North County Outlook - Community newspaper serving Marysville, Arlington, Tulalip, Smokey Point, Lakewood

Geddes Marina property closer to becoming park

 

Christopher Andersson

Crews knock down the former buildings at the former Geddes Marina property.

The Geddes Marina area in Marysville is closer to becoming an extension of the Ebey Waterfront Park because of an environmental cleanup happening this summer.

The City of Marysville applied for and was awarded a Brownfield Cleanup Grant. The grant, awarded by the Environmental Protection Agency, provides cities with funds to cleanup publicly-owned properties that have contamination from their historic use.

"Basically they are a way for communities such as Marysville to turn an undesirable property into a us able asset to the community," said David Rasar, an engineering technician for the city.

Historically the site has been used for the lumber and marine industry, and these uses have "caused low-level contamination in some of the soil and groundwater. Some of the levels of contaminants are above state regulatory cleanup levels, triggering the need for remediation," said Rasar.

Rasar said that a clean soil cap will be used to improve the area.

"A clean soil cap means that a layer of clean, uncontaminated soil will be placed over these areas.
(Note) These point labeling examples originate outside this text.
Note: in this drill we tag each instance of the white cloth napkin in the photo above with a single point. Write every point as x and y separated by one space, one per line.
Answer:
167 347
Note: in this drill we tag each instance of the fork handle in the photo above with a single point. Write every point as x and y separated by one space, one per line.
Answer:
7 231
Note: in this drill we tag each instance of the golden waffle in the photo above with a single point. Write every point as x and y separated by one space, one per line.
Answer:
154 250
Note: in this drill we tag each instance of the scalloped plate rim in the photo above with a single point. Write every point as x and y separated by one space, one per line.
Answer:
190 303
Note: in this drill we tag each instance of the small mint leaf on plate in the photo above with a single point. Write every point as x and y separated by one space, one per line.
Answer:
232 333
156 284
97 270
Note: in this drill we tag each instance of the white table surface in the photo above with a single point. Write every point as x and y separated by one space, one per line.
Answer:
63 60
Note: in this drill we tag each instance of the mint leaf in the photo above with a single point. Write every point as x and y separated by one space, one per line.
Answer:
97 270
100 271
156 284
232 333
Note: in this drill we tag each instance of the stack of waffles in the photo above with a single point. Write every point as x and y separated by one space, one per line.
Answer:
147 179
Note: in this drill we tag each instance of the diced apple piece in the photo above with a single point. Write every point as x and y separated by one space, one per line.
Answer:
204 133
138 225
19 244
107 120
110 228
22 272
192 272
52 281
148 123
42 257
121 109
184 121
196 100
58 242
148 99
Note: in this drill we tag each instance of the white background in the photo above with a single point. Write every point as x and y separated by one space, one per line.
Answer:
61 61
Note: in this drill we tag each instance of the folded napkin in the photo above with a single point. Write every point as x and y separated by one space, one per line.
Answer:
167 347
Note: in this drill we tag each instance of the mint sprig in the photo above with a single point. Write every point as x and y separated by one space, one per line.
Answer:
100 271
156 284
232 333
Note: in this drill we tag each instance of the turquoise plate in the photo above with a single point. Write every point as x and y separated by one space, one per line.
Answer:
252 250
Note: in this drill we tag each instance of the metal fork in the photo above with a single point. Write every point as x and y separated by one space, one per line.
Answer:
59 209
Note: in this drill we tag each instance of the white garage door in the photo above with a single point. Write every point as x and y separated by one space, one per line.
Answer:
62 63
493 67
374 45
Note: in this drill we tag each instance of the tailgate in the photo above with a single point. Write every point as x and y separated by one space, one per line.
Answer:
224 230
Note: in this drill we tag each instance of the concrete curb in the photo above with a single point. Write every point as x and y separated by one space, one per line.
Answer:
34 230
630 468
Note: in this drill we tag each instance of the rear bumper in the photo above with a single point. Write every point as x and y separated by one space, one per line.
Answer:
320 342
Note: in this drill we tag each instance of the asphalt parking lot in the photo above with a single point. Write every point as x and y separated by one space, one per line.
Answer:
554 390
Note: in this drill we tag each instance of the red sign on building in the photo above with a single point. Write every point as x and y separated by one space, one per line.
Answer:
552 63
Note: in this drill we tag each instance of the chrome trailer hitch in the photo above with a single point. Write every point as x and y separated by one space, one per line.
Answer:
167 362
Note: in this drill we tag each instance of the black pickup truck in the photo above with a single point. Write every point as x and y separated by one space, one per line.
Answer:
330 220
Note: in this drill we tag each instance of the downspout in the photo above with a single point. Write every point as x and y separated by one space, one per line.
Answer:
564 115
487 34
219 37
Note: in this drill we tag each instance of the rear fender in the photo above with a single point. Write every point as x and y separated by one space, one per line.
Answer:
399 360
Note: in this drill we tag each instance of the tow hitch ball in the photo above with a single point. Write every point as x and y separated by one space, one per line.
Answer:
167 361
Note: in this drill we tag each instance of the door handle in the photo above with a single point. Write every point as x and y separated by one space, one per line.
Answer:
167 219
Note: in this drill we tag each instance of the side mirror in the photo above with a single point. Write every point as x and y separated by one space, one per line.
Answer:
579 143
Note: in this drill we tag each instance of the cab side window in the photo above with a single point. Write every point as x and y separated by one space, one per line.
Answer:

This essentially blocks any people or animals from coming into contact with the contaminated soils," he said.

A clearly marked layer will also be put below the soil, which "will act as a marker for where the contaminated soils are located."

The cleanup is scheduled to begin this summer and take about a month to complete.

"The city is very excited to be able to turn this key piece of waterfront property into a usable and enjoyable place for the community to share," said Rasar.

Marysville bought the property for $1.9 million in 2010.

Jim Ballew, Marysville's Parks, Culture and Recreation director, said that the city has developed a master plan for the waterfront and the marina property is a part that they plan to turn into a park site.

"It will create a new identity for the community," said Ballew, as it will be a very visible part of the entranceway to the city.

"This is a very exciting time for the community. Change is often hard but this improvement for the community will be right at our front door," he said.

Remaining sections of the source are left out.